HEGEL - Numero Uno 1994

Hegel 1994
Almeno l'inizio
Hegel
Tubinga
La bellezza riunita
La moda nel respiro
Stanze come questa
Estetica
La voce del viso


            ALMENO L'INIZIO

            BATTISTI-PANELLA

            Alla fine ti trovasti in un bel posto
            e lì capisti perchè t'erano stati chiesti gli occhi in prestito
            Per il loro particolare colore ,
            fai tu quale che ora è l'iride delle finestre.
            Alla fine ti fu chiaro perchè quel gran parlare
            della tua bella conchiglia auricolare e quel solleticare.
            Eccoli i padiglioni i disimpegni, la chiocciola , i vestiboli,
            ecco la stanza.
            E tu entrasti perchè c'era tutto
            e tutto a oltranza i tuoi comportamenti e le reazioni
            le tue belle presenze e gli abbandoni
            le carezze in cambio delle tue carezze
            e le scontrosità, le irritazioni.

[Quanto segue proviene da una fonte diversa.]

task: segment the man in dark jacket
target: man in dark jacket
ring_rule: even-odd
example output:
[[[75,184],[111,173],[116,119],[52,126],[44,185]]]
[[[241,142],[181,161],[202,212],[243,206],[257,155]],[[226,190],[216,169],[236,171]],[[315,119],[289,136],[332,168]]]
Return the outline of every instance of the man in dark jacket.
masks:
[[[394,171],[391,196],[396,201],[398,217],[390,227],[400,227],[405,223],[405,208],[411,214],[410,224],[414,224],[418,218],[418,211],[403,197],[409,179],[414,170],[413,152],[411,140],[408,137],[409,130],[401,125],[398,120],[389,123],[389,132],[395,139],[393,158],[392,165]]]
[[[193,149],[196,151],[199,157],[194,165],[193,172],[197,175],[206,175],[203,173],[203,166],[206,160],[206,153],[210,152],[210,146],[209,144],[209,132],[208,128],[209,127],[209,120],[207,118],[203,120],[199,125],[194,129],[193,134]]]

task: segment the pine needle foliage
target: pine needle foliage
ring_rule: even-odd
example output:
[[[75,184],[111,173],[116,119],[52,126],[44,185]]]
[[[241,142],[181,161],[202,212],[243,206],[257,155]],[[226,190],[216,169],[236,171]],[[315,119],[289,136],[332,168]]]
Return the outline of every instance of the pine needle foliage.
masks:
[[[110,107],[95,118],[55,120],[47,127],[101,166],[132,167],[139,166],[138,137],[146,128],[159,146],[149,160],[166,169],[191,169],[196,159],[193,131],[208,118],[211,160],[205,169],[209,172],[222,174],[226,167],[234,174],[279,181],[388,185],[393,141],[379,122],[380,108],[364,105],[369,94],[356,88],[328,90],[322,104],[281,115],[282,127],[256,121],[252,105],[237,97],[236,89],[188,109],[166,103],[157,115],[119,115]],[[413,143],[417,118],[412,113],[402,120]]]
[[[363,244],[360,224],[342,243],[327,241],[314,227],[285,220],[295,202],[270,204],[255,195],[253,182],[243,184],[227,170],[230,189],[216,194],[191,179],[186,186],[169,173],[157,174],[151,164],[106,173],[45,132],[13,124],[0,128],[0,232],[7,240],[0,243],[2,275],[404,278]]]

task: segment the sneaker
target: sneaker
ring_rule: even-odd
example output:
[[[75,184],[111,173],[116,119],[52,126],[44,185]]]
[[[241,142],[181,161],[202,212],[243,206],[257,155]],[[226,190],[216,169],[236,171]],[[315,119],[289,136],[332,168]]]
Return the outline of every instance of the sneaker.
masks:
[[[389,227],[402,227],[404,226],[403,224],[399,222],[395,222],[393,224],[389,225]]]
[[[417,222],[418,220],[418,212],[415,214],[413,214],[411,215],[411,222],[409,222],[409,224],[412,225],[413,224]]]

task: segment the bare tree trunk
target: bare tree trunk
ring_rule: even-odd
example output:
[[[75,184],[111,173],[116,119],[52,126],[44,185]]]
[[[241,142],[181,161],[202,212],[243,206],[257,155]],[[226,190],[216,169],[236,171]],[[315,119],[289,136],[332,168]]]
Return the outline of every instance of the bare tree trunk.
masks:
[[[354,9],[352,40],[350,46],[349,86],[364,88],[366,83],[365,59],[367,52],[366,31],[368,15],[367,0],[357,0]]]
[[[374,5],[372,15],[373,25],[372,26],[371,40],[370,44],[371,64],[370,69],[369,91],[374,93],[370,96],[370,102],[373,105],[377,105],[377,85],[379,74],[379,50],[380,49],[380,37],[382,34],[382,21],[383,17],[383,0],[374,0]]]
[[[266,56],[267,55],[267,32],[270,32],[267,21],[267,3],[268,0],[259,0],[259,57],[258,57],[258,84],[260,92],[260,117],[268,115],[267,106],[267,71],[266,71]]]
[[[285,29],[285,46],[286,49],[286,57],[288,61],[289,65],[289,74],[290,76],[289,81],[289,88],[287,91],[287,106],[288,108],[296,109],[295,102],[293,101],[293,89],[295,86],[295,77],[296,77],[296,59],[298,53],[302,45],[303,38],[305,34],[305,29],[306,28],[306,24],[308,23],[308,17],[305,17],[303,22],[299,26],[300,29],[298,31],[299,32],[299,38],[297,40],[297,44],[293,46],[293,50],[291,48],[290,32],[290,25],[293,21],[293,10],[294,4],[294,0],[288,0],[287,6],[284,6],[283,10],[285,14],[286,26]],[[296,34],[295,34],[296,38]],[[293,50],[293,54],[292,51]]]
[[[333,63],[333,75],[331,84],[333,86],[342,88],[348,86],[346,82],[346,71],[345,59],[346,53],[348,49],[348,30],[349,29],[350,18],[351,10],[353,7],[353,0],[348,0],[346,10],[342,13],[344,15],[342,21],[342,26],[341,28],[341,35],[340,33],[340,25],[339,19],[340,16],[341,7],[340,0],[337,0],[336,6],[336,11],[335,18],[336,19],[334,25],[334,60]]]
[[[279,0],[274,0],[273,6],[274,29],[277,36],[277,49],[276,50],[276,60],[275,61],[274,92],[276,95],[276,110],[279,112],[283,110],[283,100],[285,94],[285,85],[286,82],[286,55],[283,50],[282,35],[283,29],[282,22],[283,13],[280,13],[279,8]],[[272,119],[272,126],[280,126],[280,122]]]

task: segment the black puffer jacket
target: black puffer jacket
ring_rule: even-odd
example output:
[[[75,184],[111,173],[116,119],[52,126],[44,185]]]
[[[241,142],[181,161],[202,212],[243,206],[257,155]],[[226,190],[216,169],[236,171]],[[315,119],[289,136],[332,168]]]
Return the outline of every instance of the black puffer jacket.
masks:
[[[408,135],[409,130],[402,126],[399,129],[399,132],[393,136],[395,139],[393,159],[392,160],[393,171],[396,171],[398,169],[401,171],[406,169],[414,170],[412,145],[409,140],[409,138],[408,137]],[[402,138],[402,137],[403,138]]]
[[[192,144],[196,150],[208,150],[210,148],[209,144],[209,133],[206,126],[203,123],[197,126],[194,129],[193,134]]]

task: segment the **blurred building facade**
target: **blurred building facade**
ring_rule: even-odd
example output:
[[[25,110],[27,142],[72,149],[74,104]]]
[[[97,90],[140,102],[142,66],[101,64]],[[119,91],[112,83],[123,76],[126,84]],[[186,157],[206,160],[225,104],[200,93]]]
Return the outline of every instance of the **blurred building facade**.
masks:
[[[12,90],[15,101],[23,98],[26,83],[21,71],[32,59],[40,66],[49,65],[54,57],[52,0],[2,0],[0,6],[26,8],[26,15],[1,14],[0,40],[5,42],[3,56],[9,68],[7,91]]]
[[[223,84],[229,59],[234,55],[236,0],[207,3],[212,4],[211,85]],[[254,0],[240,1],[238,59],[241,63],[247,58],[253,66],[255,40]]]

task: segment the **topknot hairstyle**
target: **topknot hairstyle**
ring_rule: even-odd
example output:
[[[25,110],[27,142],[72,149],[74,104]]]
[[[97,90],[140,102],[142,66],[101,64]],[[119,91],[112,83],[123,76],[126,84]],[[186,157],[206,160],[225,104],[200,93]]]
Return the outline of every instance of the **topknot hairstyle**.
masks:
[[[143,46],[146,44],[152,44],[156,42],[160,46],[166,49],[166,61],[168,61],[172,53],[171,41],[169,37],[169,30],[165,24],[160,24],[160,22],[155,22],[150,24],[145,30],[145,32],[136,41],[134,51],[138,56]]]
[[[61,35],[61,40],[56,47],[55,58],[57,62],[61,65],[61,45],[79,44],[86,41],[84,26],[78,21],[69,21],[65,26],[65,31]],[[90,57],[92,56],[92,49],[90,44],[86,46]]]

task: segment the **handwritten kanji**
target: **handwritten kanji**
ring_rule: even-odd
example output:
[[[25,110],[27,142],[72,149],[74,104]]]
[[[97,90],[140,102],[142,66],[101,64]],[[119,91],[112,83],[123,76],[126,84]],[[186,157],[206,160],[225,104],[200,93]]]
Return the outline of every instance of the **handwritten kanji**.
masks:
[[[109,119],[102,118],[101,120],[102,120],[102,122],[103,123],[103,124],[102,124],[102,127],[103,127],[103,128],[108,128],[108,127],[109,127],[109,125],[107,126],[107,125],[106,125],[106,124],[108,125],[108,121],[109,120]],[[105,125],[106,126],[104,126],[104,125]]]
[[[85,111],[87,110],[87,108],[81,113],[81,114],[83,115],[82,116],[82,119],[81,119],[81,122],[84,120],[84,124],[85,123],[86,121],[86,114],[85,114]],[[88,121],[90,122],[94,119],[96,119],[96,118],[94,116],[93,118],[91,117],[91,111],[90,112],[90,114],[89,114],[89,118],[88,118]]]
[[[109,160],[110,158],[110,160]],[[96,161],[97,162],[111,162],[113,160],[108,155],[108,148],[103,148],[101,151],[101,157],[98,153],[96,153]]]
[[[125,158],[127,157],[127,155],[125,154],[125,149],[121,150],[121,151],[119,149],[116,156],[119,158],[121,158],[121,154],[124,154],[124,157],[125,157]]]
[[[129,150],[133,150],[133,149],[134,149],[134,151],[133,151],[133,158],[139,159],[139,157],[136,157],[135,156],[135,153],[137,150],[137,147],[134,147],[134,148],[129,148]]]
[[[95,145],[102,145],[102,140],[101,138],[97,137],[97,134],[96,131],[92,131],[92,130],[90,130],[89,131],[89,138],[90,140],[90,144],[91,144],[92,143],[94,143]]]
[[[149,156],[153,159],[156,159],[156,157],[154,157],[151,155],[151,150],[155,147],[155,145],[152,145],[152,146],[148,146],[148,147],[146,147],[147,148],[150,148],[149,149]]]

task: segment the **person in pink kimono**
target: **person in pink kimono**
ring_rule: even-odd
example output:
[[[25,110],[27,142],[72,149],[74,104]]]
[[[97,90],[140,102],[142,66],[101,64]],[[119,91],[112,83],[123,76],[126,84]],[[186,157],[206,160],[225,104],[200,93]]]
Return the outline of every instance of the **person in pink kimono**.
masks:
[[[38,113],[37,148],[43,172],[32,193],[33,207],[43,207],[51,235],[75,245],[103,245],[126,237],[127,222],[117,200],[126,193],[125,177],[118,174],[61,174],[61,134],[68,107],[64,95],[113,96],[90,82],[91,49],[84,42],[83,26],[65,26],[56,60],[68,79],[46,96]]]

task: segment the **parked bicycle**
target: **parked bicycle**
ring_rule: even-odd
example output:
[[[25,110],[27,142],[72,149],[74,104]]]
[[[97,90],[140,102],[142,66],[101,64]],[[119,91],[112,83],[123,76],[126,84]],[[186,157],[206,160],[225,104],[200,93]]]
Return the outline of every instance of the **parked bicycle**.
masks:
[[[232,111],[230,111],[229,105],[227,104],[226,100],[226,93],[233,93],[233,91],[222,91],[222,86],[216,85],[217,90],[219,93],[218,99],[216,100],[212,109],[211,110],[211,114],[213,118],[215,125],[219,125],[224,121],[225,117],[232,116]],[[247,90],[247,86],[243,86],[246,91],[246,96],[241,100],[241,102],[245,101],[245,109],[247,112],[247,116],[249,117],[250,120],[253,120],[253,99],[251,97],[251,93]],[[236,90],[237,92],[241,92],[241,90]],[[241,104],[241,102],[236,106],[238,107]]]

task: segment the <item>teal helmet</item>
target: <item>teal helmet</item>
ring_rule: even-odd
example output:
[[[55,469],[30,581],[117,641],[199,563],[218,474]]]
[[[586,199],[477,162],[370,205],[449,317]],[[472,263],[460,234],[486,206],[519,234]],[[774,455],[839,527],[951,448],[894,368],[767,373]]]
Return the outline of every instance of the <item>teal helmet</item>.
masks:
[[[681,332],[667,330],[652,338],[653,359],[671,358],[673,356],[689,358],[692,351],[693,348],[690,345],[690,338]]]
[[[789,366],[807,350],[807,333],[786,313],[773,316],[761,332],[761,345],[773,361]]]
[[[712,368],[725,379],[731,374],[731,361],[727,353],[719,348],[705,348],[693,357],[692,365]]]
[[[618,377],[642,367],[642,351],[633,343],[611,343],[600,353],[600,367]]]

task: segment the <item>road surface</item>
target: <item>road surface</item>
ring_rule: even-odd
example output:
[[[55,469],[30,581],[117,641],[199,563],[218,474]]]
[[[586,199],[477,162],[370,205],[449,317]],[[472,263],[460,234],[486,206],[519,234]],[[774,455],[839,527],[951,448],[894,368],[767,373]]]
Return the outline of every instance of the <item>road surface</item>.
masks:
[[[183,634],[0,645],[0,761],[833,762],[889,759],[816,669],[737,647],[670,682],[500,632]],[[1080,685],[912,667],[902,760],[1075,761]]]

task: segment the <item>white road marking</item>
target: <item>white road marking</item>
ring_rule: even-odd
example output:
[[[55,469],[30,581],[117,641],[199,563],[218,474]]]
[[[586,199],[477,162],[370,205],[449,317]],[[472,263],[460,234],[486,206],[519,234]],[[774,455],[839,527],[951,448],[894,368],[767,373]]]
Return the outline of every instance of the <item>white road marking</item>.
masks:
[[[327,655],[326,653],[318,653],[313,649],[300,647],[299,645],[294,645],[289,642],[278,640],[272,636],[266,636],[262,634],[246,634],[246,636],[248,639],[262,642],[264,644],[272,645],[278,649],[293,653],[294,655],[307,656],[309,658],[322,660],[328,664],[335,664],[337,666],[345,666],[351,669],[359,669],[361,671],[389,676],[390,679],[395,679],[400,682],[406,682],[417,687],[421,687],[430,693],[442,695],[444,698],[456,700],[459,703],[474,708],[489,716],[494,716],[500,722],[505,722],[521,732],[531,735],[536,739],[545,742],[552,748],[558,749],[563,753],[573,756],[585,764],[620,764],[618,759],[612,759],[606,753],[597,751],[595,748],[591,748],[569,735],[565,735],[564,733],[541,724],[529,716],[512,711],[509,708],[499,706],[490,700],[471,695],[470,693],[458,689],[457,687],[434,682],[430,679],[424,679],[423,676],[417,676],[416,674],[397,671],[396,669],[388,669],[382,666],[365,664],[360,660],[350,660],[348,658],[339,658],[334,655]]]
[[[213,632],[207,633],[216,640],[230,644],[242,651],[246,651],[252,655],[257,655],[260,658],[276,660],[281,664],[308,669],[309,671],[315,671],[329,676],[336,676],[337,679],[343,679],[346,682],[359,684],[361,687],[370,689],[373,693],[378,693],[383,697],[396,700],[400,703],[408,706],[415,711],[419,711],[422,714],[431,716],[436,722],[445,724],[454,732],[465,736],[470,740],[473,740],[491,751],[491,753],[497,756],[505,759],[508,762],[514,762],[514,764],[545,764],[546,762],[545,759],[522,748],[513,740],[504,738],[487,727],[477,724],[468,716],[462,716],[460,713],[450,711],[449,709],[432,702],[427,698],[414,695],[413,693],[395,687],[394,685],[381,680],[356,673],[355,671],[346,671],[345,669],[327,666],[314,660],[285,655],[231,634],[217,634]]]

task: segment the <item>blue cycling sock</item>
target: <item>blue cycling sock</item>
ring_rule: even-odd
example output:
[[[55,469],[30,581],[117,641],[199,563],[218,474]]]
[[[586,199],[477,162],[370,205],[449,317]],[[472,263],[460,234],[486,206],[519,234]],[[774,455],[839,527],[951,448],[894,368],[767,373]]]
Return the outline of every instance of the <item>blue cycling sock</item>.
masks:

            C'era anche qualcuno che ti diceva è tardi
            dobbiamo andare.
            E tu dicevi.
            No io voglio ancora,
            ancora io mi voglio, mi voglio rivedere,
            e se non tutta almeno l'inizio.
            Che cosa avresti fatto per sentirti un po' più sola
            e per dolcemente navigare
            sul dorso, sul tuo petto
            e fare una capriola
            che ribaltasse il cielo.
            Lì c'eran tutti predisposti i baci
            asciutti e meno e tutti i desideri
            e le istintive applicazioni di te
            erano montate ad arte accanto al tuo profilo
            vicino a ogni tua parte.
            E tu dicevi ancora un altro poco
            e se non tutto almeno un po' d'inizio.
            Fare si può fare ed anche disfare
            ma è un'impalcatura.
            Dipende da chi sopra ci sale.
            E tu dicevi ancora un poco
            e se non tutto e se non tutto
            almeno l'inizio.

            E tu una volta su,
            osservi la tua stanza.
            Tu la tua nella quale
            oltre il disfare e il fare
            si delineano cose
            appena, appena verosimili.

            Con ciliegie passeggere e grappoli appannati
            d'uva segrete e nere dalle pelli boriose e fini
            perchè tu che ti senti alle volte una mandria
            possa indire turchini selvaggi festini.
            Con curvi cieli estivi che scendono
            come coperchi su te che bollivi .
            Con i freschi provvisori che soffiano
            sotto i cuscini e tu li assalivi
            con gli abbracci e le guance
            giaciute con l'equatore
            perchè di te già cibata
            non è di calore che hai bisogno
            ma di un orgoglioso refrigerio.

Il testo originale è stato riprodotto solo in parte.